We sat in silence, both staring out the windshield which had begun to spot with raindrops.
Finally, Heath spun in his seat to face me, a spark of wildness in his eyes.
“I’ve heard of a place. Supposedly there are others—like you—teenagers who left other military bases. I never understood before why they’d run. Maybe the same thing was happening on their bases. Maybe kids were being changed there, too. Anyway, I’ve heard rumors of some sort of sanctuary where they go. People call it the Haven.”
“Really? A sanctuary?”
I was astonished, not only by the thought of other runaways like me from other bases, but also by how much Heath seemed to know. Life on the outside apparently allowed for a much greater flow of information.
Why had we been kept in the dark about so much on the base?
A sinister sense of foreboding swirled around the edges of my consciousness. Suddenly a trip out of state seemed like a very good idea.

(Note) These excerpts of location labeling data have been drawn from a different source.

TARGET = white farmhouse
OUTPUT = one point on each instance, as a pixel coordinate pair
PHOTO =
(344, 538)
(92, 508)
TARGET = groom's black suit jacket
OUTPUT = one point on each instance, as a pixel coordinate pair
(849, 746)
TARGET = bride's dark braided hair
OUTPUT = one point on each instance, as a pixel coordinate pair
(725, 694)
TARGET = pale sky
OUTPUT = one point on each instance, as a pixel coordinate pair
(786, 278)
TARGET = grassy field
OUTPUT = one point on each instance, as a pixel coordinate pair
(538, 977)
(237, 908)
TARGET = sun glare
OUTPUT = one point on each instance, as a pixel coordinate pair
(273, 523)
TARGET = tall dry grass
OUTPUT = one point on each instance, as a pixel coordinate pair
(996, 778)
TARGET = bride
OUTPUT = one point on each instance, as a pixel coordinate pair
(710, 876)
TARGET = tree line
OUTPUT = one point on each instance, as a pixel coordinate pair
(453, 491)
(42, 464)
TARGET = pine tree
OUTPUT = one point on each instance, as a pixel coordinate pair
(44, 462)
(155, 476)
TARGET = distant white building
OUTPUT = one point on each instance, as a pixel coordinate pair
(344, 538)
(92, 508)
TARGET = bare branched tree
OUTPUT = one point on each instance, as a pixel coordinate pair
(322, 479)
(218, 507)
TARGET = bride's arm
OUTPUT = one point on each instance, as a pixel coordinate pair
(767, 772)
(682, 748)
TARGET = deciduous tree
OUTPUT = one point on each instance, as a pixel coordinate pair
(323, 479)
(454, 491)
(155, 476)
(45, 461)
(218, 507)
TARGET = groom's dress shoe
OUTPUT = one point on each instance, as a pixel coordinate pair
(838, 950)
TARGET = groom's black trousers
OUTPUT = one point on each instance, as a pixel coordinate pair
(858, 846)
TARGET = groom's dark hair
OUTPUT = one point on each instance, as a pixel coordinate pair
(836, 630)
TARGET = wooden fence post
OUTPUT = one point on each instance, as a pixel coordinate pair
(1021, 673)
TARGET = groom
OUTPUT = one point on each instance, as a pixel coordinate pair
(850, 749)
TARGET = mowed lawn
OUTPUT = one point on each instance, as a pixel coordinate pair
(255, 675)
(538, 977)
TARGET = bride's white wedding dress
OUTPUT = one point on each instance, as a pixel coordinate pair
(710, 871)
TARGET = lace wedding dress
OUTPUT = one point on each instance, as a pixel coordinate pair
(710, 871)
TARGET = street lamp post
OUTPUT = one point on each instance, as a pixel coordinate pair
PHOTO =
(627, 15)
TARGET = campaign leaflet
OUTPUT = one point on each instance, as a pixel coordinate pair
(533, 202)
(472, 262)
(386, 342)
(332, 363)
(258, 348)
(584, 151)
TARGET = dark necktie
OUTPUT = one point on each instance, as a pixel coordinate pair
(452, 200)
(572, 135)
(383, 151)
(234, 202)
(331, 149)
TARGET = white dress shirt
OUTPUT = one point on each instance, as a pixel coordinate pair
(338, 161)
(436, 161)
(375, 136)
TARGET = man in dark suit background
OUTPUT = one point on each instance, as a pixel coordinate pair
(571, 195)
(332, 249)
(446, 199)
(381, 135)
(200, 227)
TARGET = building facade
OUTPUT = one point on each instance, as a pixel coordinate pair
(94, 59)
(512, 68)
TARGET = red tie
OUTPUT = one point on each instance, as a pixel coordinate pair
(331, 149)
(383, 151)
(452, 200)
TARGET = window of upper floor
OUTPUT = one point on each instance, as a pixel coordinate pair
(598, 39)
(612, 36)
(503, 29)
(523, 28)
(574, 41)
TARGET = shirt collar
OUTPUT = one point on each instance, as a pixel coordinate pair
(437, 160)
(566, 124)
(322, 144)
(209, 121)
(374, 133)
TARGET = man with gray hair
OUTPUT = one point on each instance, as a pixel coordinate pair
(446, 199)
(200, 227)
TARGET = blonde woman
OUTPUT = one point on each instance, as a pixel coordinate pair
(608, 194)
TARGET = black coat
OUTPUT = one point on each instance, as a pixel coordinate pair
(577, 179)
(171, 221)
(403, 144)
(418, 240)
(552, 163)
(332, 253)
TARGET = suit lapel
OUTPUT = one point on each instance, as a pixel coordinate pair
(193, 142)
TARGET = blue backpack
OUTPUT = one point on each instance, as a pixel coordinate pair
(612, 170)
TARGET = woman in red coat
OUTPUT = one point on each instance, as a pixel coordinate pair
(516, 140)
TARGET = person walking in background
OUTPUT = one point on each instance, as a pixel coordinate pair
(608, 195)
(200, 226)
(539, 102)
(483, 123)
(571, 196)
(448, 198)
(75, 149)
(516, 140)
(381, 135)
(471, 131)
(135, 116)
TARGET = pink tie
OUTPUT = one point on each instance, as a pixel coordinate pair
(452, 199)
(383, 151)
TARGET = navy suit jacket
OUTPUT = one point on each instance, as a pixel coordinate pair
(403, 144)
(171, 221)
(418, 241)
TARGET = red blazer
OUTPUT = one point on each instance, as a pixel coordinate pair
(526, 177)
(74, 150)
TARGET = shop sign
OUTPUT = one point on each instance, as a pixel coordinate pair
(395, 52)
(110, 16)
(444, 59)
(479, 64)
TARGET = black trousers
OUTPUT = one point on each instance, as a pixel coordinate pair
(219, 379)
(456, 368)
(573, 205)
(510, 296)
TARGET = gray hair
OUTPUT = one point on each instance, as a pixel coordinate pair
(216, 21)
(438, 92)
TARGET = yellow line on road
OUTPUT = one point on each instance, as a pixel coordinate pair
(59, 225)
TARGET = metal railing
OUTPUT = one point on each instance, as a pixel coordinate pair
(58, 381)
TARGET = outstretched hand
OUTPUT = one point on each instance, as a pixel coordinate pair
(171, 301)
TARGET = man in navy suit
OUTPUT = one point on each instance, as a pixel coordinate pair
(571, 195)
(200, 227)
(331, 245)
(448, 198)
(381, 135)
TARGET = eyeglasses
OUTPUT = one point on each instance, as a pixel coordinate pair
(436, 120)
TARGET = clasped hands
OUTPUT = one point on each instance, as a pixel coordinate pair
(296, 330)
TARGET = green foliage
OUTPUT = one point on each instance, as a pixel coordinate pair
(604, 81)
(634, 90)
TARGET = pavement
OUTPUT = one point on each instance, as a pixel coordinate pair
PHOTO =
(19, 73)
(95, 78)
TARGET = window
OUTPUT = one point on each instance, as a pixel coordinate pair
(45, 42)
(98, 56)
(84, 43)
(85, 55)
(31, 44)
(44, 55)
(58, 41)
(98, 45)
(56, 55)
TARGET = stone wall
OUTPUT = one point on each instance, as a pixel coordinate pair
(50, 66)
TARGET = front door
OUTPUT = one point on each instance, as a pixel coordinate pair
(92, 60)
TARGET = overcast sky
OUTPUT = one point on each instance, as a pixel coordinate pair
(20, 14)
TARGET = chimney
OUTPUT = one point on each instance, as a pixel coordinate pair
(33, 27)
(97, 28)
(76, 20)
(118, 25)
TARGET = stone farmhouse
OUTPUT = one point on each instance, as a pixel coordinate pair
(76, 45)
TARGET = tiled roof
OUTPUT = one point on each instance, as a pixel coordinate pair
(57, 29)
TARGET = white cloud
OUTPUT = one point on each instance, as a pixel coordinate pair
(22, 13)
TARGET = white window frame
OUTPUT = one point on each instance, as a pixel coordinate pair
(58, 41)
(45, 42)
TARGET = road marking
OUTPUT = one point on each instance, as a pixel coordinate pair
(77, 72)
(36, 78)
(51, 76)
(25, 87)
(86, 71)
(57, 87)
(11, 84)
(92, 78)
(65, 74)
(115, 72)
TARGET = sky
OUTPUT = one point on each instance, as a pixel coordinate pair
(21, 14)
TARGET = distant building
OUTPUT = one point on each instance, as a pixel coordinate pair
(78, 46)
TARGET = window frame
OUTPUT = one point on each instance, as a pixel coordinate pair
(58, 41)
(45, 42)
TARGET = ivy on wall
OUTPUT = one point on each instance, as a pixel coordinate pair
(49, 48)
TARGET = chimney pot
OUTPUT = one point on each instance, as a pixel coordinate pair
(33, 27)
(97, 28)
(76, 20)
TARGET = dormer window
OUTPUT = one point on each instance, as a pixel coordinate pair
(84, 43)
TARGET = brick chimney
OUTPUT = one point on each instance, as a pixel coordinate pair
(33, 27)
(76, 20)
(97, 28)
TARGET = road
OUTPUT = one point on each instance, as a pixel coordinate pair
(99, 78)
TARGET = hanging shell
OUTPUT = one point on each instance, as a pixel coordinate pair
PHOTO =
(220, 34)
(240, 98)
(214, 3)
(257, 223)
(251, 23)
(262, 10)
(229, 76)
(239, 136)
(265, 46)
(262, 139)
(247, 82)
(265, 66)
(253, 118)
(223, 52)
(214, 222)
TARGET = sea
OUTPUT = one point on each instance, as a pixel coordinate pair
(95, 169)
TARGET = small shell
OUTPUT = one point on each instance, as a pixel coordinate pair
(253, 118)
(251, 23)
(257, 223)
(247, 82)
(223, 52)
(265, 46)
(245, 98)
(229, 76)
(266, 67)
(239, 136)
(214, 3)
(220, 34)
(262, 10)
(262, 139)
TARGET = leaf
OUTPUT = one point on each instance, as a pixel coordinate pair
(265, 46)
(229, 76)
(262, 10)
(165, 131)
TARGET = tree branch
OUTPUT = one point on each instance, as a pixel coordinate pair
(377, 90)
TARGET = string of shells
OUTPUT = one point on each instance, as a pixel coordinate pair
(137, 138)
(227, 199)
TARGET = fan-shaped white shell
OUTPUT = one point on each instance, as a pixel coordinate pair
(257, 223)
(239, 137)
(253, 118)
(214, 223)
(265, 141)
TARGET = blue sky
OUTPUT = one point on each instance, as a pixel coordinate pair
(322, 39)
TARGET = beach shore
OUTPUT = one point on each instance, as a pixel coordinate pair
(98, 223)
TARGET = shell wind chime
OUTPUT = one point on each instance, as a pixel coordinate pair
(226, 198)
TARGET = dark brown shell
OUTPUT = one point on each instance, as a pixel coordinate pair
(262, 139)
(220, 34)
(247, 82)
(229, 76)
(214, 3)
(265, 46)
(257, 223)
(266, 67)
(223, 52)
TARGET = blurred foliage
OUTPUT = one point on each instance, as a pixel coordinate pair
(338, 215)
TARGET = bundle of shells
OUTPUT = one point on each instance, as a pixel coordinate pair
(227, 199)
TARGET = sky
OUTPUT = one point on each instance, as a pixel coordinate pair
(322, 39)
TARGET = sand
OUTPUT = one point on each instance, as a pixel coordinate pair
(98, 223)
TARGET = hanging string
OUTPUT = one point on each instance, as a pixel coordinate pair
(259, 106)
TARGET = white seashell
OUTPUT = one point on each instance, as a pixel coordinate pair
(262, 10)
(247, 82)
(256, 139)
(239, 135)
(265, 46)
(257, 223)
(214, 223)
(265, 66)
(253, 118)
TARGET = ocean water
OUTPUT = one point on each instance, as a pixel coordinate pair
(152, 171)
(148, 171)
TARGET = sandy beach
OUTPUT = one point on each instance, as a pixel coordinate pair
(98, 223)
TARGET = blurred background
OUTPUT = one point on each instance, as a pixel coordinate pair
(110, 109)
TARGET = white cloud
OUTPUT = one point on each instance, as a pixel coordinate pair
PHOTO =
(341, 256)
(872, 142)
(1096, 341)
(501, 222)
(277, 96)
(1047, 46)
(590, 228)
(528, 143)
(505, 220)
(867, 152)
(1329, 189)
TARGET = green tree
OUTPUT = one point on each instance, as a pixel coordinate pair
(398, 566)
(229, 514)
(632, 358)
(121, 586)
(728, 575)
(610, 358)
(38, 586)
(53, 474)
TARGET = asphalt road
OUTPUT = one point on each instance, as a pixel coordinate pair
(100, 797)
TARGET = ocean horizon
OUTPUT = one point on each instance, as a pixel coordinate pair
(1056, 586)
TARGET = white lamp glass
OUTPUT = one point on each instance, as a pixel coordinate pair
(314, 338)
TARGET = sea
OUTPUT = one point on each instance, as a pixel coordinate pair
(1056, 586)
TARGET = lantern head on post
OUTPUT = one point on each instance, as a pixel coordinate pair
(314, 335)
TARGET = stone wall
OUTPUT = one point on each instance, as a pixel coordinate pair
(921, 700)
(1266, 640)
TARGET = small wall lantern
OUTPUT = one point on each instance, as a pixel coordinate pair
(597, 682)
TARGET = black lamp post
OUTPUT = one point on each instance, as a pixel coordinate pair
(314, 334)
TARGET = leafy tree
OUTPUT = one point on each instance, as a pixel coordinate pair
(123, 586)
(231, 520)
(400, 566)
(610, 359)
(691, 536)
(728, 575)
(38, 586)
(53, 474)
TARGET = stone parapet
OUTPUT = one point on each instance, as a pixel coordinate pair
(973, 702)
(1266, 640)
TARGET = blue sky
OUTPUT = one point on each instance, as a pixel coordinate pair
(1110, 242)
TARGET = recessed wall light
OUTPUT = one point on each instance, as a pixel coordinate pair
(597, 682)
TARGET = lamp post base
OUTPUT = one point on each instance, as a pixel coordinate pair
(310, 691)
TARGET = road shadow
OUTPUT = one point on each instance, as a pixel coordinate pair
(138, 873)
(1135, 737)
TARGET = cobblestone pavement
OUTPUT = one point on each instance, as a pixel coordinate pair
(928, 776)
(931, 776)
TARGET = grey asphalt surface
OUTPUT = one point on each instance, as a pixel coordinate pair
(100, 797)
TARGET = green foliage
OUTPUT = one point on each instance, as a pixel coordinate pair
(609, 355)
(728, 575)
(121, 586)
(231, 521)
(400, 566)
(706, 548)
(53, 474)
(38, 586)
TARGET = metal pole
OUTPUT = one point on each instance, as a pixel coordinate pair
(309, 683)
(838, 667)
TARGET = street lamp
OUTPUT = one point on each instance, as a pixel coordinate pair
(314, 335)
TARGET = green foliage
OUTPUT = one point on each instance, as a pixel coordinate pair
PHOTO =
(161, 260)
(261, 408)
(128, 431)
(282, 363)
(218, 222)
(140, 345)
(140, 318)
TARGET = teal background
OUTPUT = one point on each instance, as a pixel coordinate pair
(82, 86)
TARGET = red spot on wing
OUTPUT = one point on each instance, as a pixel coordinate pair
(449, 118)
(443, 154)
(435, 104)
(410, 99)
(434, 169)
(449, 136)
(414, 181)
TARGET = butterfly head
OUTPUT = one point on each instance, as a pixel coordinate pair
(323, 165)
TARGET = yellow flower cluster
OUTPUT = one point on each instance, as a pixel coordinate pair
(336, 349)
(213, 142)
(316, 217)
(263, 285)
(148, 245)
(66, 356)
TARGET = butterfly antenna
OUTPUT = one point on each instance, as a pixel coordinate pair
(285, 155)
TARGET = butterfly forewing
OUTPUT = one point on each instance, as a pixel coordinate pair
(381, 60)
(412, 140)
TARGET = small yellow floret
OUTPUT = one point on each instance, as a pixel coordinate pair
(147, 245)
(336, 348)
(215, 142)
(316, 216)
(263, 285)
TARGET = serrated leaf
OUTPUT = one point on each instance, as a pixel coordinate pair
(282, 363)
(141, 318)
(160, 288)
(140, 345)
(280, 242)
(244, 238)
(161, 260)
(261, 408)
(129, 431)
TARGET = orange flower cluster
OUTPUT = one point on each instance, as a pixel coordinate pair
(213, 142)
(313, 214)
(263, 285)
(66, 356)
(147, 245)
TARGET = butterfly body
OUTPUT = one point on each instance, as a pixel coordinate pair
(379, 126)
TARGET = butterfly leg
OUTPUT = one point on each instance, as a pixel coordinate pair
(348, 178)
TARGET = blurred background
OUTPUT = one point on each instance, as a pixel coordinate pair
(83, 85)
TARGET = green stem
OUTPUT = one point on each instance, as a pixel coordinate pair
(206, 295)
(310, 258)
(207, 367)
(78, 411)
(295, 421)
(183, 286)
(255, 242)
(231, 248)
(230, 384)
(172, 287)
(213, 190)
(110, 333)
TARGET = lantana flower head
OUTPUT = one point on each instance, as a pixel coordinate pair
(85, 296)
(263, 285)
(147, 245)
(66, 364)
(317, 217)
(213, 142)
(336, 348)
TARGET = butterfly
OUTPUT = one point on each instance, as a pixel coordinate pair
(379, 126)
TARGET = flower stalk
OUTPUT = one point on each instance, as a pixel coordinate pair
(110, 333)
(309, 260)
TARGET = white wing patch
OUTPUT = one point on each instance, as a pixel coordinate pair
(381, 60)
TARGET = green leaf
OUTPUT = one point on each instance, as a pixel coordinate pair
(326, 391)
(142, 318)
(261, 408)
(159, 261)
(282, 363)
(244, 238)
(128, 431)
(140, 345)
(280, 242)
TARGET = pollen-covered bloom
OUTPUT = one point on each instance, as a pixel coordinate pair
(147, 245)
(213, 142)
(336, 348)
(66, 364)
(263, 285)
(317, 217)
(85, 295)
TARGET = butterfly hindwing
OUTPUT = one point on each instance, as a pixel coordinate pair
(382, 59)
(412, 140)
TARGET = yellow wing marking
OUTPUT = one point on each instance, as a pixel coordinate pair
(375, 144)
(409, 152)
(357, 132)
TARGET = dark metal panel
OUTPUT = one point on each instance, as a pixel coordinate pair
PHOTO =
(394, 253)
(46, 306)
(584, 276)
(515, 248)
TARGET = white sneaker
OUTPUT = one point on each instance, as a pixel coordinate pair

“How do you know all these things?”
“About the haven? People talk, you know, at the corporation.” He smiled. “Clearly you’ve never eaten in a factory lunchroom.”
No, but I had eaten in a school lunchroom every day for years. If the gossip in Gideon Corp’s lunchroom was anything similar, there wasn’t much you didn’t hear about.
“So where is it? Do you have any idea?” I asked.
“Supposedly the Haven is in the Blue Ridge mountains of Virginia, in or near Shenandoah National Park. By highway that’d be about a four-hour drive from here. But I’m not sure it even exists. It’s only a rumor.”
“Rumors usually have at least a kernel of truth to them. And it’s all we’ve got at this point. I’m willing to try for it if you are.”
Heath seemed to contemplate for a minute. “Well, we can’t take this van. The company will track it when Daniel and I don’t come home tonight. We’d have to travel another way.”
“Oh. How?”
He nodded overhead to the long trains silently zipping by in the night. “We could take the hyperloop to Charlottesville then ride a tram into the park from there. But you’d need I.D., and I’m betting you don’t have any.”
I nodded and sighed. “You’re right. So now what?”
“Now…” He gave me a tired-looking smile. “… we go see my friend Syd.”